WRIGHT Health Group, the Scottish dental equipment maker chaired by Sir Angus Grossart, saw profits almost halve last year following a 20% fall in 2011.
The group, which employs more than 100 people in Dundee, saw turnover fall by 7% to £52m and pre-tax profit by 48%, from £3m to £1.57m, according to accounts just published at Companies House. Debt rose marginally to £2.42m.
The directors led by Sir Angus and managing director Ian Matheson said the company had experienced "very challenging market conditions". Their report said the group continued to deliver steady volume growth in dental materials, but in common with major competitors was hit by a downturn in capital equipment as both the state and private dentists curtailed capital investment.

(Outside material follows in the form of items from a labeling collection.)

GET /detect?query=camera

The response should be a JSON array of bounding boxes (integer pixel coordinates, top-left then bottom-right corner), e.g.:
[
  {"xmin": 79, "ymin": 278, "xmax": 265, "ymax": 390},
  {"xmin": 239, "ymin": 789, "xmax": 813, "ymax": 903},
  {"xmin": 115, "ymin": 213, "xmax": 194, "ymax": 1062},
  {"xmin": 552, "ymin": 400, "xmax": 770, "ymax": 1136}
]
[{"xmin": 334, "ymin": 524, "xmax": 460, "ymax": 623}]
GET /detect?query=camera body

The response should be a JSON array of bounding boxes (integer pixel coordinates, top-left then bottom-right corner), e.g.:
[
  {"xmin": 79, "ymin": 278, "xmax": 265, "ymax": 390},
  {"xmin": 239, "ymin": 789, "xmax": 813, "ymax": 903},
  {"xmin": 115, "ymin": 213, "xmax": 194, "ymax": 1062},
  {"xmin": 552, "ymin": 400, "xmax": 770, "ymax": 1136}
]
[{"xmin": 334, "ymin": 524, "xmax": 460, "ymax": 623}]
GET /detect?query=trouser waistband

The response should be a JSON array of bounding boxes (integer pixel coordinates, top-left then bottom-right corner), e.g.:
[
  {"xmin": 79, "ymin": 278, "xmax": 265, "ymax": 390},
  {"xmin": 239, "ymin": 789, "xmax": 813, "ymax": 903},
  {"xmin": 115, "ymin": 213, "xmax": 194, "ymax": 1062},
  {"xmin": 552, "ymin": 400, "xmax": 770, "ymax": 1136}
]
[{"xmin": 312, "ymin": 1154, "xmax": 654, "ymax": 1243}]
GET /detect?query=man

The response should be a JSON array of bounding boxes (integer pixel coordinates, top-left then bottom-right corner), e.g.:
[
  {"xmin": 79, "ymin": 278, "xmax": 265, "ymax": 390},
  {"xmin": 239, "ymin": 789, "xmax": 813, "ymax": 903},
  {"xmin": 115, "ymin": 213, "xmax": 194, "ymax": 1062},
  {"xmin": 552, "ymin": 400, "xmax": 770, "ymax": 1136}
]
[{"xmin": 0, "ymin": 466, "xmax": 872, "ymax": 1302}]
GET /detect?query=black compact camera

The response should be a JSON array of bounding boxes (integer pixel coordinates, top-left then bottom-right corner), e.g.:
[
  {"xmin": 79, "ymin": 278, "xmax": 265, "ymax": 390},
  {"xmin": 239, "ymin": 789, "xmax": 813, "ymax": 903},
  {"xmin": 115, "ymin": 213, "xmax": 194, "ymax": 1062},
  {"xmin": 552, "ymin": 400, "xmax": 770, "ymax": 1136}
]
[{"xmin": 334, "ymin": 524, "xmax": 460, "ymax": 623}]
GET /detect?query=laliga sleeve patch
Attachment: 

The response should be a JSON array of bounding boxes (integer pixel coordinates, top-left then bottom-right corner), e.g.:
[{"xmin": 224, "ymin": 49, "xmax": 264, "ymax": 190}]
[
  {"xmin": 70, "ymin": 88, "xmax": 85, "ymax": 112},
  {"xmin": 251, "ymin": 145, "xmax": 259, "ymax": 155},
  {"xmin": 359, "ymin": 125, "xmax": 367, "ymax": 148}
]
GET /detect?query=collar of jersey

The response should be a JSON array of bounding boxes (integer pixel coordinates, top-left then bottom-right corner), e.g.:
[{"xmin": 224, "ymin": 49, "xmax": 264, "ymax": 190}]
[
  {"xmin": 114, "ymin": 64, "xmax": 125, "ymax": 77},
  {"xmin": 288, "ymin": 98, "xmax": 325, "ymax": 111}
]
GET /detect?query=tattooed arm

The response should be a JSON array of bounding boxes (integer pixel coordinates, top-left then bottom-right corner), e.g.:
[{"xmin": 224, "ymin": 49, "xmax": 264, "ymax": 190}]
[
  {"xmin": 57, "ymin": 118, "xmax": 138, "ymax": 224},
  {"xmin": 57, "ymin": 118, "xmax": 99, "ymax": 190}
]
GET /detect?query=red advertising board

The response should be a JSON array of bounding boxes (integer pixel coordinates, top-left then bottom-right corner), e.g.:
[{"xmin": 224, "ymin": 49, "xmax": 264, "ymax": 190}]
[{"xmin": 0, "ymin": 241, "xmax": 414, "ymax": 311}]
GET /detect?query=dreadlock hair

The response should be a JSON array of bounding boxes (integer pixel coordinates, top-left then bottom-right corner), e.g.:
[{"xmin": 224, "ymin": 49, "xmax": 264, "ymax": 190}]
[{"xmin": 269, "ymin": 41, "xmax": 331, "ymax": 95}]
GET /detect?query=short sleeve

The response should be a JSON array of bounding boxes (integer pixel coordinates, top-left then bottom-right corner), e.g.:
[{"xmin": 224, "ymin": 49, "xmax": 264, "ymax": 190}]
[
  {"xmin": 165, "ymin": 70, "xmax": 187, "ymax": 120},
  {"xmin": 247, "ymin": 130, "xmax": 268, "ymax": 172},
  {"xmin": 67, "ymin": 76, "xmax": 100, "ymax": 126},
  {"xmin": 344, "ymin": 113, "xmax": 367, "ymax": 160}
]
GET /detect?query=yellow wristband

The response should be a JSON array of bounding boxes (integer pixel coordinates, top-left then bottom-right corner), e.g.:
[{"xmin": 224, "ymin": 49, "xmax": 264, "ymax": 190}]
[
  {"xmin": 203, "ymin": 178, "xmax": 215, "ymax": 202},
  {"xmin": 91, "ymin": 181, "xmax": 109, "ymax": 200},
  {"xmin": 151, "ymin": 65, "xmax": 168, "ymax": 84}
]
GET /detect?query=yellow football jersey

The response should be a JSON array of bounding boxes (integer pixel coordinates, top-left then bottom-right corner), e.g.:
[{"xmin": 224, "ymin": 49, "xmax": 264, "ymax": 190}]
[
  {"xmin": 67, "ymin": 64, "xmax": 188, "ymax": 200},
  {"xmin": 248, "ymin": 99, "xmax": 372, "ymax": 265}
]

Gross margins slipped from 33.1% to 30.8%. Costs were cut 2%, as staff numbers fell from 419 to 393. The dividend was cut from £1.1m in 2011 to £830,000, with an unchanged interim payout likely for the current year. The highest-paid director, thought to be Mr Matheson, saw remuneration fall from £293,000 to £279,000.
UK sales are down to £28m from £31.3m two years ago, while the previous year's offsetting rise in South African turnover was reversed, from £23.7m to £21.6m. Wright's subsidiaries are involved in sales and distribution in South Africa,where it has three subsidiaries, manufacturing in Hungary, and laboratory materials distribution in the US.
In the US sales dipped from £1.25m to £1.17m, and in Hungary there was a slide from £1.1m to £1m.
The directors say 2013 will see continued cuts in state funding and pressures on private dental plans due to austerity biting. But the group "continues to operate from a solid platform" with a strong balance sheet.